Have you ever noticed how prohibitionists in power keep fighting medical marijuana by saying that it is out of control, and somehow causing a breakdown in society, endangering the public, sending the wrong message to kids, etc.? Have you also noticed that they will freely spend time and taxpayer money trying to undermine medical marijuana programs and restrict the rights of patients?
We’re seeing it in Arizona with Gov. Jan Brewer’s egregious lawsuit to interfere with her state’s voter-approved medical marijuana law, which even the federal government thinks is a waste of time. We’re seeing it in Oregon, where a local sheriff is so hellbent on denying the 2nd Amendment rights of medical marijuana patients that he is willing to use state funds to take his case all the way to the Supreme Court.
Now, long-time medical marijuana foe Bill Schuette, attorney general of Michigan, has announced his plans to introduce legislation this fall that would supposedly stop the abuse of the medical marijuana system there.
Hold on a minute. Aren’t law enforcement supposed to enforce the laws, not make them? That’s a topic for another time.
The main focus of the as-yet-unfinished bill will be curbing the amount of “drugged-driving” accidents by severely limiting the ability of medical marijuana patients to ever drive a car.
From the press release:
“Schuette noted confusing inconsistencies between the Michigan Motor Vehicle Code and the Michigan Medical Marihuana Act must be eliminated to preserve safety on Michigan roadways. A longstanding safety provision in the Michigan Motor Vehicle Code prohibits driving with any amount of marijuana in your system. In contrast, the MMMA references driving “under the influence of marijuana,” a term which is not defined in state law or by uniform scientific standards, and creates a different standard for medical marijuana users. …
Schuette cited statistics recently released by the Michigan State Police which indicate that marijuana-related fatalities remain the most common drug-related automobile fatality, and that such fatalities are on the rise in Michigan.
“Driving with marijuana in your system is unsafe and jeopardizes the safety of our roadways,” said Schuette. “If you take drugs, don’t take the wheel.”
It is never a good idea to get behind the wheel while impaired by any substance.

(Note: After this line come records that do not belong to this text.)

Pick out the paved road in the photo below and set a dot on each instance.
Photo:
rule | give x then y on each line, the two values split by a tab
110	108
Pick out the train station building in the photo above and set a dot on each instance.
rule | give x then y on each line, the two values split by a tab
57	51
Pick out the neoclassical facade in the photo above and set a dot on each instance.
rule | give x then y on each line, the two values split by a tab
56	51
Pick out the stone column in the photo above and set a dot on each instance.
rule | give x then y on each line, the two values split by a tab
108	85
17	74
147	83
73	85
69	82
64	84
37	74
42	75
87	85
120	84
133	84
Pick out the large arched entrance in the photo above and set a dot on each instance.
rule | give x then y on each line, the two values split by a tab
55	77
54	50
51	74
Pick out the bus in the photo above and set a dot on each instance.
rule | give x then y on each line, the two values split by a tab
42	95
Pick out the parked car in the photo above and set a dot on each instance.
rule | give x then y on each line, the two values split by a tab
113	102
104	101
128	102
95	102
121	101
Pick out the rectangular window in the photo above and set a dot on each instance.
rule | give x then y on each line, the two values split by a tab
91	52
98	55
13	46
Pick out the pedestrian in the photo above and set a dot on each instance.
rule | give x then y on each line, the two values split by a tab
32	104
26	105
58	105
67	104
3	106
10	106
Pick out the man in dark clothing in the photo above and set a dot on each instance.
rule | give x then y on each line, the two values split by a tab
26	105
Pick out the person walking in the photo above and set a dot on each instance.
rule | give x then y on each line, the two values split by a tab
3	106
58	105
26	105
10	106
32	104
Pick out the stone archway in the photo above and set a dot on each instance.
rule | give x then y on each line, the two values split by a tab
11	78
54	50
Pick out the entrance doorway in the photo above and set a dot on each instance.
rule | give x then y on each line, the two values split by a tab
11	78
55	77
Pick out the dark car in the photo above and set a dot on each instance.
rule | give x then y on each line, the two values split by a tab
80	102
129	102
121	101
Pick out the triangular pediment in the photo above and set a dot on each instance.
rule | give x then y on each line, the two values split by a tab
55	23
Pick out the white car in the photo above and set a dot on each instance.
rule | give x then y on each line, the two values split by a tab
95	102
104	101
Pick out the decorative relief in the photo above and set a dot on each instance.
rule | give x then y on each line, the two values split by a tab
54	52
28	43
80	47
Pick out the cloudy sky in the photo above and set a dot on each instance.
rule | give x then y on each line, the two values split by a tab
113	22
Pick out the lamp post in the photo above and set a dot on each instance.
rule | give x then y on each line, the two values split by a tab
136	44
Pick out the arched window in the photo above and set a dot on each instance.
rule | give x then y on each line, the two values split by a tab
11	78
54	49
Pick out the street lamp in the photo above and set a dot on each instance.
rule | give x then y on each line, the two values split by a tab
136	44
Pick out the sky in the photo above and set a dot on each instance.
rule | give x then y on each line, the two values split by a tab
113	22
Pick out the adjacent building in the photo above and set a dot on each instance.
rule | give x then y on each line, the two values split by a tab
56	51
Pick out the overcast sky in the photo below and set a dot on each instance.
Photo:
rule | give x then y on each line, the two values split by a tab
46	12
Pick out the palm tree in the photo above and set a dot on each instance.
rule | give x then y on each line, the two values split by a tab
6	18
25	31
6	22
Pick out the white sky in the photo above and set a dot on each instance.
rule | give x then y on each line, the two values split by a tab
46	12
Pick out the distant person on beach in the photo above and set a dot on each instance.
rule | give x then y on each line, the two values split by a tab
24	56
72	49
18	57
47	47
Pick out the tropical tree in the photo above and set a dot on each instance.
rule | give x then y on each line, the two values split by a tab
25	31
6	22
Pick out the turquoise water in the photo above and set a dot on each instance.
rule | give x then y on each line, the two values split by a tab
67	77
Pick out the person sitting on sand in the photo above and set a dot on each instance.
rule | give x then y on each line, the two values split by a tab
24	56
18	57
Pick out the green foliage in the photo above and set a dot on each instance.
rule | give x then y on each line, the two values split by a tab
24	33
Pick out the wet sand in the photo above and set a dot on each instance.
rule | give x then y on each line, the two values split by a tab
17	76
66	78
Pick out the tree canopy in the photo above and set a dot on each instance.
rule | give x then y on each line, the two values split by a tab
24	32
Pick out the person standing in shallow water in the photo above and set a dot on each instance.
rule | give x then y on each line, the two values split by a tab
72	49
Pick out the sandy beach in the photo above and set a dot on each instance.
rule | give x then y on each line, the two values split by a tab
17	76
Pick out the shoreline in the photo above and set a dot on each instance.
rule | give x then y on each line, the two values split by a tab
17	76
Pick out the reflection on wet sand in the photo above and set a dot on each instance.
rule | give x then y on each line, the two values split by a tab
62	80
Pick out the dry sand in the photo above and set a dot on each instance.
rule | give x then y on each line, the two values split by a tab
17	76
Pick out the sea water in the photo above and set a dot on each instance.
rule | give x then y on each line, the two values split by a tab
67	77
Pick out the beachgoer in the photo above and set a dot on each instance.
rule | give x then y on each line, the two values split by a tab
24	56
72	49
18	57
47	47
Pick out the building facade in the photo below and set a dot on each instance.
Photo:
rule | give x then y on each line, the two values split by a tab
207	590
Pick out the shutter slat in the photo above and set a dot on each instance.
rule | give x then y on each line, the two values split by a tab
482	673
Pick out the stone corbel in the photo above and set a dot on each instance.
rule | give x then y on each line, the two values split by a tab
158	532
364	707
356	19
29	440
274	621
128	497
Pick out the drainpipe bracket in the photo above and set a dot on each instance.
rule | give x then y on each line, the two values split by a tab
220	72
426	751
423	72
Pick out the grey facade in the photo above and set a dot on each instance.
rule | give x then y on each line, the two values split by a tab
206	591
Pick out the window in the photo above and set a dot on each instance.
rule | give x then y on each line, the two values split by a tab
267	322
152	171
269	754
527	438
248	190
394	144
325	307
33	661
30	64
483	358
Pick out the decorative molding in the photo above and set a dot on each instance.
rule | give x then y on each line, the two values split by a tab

That being said, the statements of the attorney general can best be described as baseless fear-mongering.
First of all, multiple studies and mountains of anecdotal evidence have proven that merely having marijuana in one’s system is not an indicator of impairment, or even intoxication. Marijuana metabolites can stay in one’s system for up to a month after using it, and THC can stay in one’s system for a week. Yet the effects wear off within a few hours. The Michigan Medical Marihuana Act recognizes this by changing the wording of driving restrictions for medical marijuana patients to driving “under the influence,”, meaning that the patient has medicated recently and is still experiencing some intoxicating effects. Despite Schuette’s claim, “under the influence” is used in the provision of Michigan’s DUI laws that apply to all other prescription medications — MCL 257.625 (1)(a).
Under the changes proposed by Schuette, this difference would be removed, making it illegal for patients to operate a car with any marijuana in their system whatsoever. Most medical marijuana patients always have marijuana in their system. Even those who only use occasionally may have to use large amounts that can leave traces in the body for some time.
Basically, this amounts to saying that if a person finds that marijuana is the best medicine to treat their condition, he or she must forfeit their driving privileges or wait weeks after medicating to drive. This restriction is not applied to any other medicine in Michigan. This is medical bigotry, plain and simple. Patients are already dealing with trying to live normal lives and treat their conditions. They have it hard enough as it is. And Bill Schuette wants to make their lives even harder.
Secondly, the assertion that marijuana is involved in more automobile related fatalities than any other drug is completely false, unless one uses the definition that the Attorney General would like to apply to medical marijuana patients. The study cited in the press release used just that definition, however, and counted every fatal accident in which the driver had any marijuana in his or her system! This means that if someone smokes a joint, and three weeks later gets in a car (maybe after a few cocktails) and kills someone, it is a marijuana-related auto fatality.
It sure is easy to scare people when you don’t care about science.
This is illustrative of the need to get away from chemical intoxication testing and go back to physical impairment tests in driving situations. It should not matter what is in someone’s bloodstream, particularly for medical marijuana patients. Whether or not they are impaired should be the primary concern for law enforcement, and they don’t need fancy blood tests or saliva swabs to determine that. They’ve been doing just fine since the invention of the automobile.